Sun | Oct 6, 2024

Nurses walk! - 10 resign from KPH effective month end with more to go

Published:Thursday | January 5, 2017 | 12:00 AMEdmond Campbell and Jodi-Ann Gilpin
Two nurses head down Princess Street outside the Kingston Public Hospital in Kingston after work yesterday as a homeless man looks on.

At least 10 specialist nurses in the Accident and Emergency Unit of the Kingston Public Hospital (KPH) have resigned effective the end of this month, leaving the 240-year-old institution haemorrhaging in the wake of the crisis now bedevilling the health sector.

Yesterday, President of the Nurses Association of Jamaica, Janet Coore-Farr told The Gleaner that the 10 specialist nurses who have resigned were heading to the proverbial greener pastures to take up jobs. Chief Executive Officer of the hospital Errol Greene confirmed that there have been resignations but did not give a specific number. However, an impeccable source there told The Gleaner yesterday that the number of nurses who have handed in their resignations was significantly more than the 10 and that more was to come.

The situation at the KPH mirrors that of  the University Hospital of the West Indies (UHWI) where chairman of the board James Moss-Solomon disclosed that all major surgeries have had to be postponed owing to an inadequate number of critical-care nurses there. It's an issue that has been badgering the sector for many years and Moss-Solomon cited the practice of developed countries that scoop up Jamaican specialist nurses and issue them with visas even before they graduate.

Nurse Coore-Farr reasoned that “The markets want to use them in their own country; we have to be very cognisant of the fact that first world countries are terribly short (of these nurses).” 

A concerned NAJ president said that she had been informed that no training was being provided at this time for emergency nurses.

“We will have compromised patient care. We don’t have the bodies to give the level of professional care that we need to have for the patient to get better. We just don’t have it,” she emphasised.

According to Coore-Farr the snatching up of the critical-care nurses was not the only thing to make the problems in the hospitals severe. Nurses with up to three years training are also being offered lucrative jobs in the health sector in other jurisdictions, she said.

“The nurses being trained for intensive care - about 50 per cent are set to leave the system by the time they graduate,” she said.

A forthright Coore-Farr said the nurses were fed up and those who are employed on a one-year contract sometimes resigned overnight “as they feel no obligation to the system because there is no security of tenure”.

“If you ask them why they are leaving it’s because the pay is poor,. When they borrow money from the Student’s Loan Bureau, to pay back they can hardly manage.”


Senior Medical Officer (SMO) at the KPH, Dr Natalie Whylie, said the severe shortage of critical-care nurses that continues to plague the health sector, was compounded by the fact that the downtown based institution does not have the option of cancelling surgeries.

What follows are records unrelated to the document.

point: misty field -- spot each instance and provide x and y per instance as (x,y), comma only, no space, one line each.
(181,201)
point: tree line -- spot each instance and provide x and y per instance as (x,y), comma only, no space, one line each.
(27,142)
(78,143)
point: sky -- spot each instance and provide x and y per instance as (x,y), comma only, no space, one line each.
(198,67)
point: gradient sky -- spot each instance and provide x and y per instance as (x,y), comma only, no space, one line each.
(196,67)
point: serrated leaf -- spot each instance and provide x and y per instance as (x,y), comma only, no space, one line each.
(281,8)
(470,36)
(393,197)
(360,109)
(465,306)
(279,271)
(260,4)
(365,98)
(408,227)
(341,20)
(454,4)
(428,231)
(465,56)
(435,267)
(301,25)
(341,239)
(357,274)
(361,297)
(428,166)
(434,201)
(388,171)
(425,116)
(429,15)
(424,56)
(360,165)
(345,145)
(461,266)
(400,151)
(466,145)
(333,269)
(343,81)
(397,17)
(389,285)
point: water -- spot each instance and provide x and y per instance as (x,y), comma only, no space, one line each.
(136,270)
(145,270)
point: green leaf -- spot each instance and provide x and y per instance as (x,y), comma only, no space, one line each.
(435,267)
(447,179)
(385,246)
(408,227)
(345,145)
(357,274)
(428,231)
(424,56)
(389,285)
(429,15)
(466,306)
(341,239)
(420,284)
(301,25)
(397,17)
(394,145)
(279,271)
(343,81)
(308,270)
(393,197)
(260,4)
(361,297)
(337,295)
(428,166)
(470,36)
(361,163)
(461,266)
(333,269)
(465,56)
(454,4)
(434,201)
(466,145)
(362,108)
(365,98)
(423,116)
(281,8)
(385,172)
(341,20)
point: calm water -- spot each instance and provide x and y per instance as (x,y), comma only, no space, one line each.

“We have been facing our challenges and we have devised various strategies to be able to manage at the KPH. So for example, in the intensive care unit, we use registered nurses working alongside the specialist nurses to provide services because we don’t have the ratio that we should have in the intensive care unit,” she explained.


She added, “We have been facing that crisis for quite a few years and the recruitment is active. The Jamaican nurses are well-trained and they speak English as a first language so they are in demand. The United States (US), Bermuda and the Cayman Islands are some of the countries.”

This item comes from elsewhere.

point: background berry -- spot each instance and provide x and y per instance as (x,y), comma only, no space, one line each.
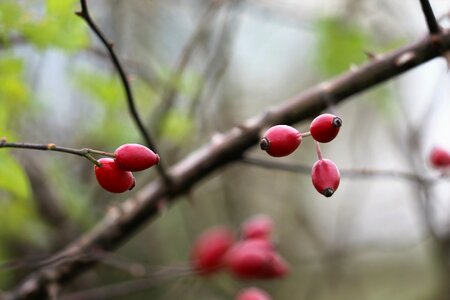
(113,179)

At the Cornwall Regional Hospital in Montego Bay, Anthony Smikle, chief executive officer at the institution said the issue has become more severe in recent times, indicating that the parish’s spiralling homicide rate has made the delivery of services a challenging one.

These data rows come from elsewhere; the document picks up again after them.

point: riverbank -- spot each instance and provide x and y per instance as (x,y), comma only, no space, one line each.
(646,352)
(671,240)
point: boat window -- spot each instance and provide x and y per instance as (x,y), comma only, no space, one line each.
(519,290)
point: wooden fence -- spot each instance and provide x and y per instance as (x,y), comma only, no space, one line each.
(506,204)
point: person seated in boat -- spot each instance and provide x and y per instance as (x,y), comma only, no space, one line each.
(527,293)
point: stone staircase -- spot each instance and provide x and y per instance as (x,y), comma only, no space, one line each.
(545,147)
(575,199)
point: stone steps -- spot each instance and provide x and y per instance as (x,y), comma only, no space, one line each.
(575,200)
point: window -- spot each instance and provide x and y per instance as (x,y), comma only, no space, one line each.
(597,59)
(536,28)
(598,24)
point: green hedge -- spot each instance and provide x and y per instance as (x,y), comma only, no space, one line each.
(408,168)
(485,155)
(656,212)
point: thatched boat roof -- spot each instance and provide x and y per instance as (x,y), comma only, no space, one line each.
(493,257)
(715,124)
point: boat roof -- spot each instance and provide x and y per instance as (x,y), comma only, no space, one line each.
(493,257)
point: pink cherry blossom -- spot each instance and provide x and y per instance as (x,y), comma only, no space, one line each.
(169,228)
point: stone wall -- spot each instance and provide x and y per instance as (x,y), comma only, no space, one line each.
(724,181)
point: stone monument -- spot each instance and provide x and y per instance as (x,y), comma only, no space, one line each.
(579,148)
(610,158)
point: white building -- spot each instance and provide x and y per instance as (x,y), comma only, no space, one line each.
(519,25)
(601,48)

"In terms of cancellation, to the magnitude which seem to have happened at the UHWI, we have not had that but we have been having challenges with the shortage of specially trained nurses and the attrition has also affected us," Smikle said. 


“The other issue is that because we are in Montego Bay which has the highest homicide rate, a lot of times the emergencies will impact the elective cases. That is a major issue.”

In responding to the issue, Health Minister Dr Christopher Tufton, told RJR news that come next month 112 overseas nurses will be employed locally 47 of which will be critical care nurses.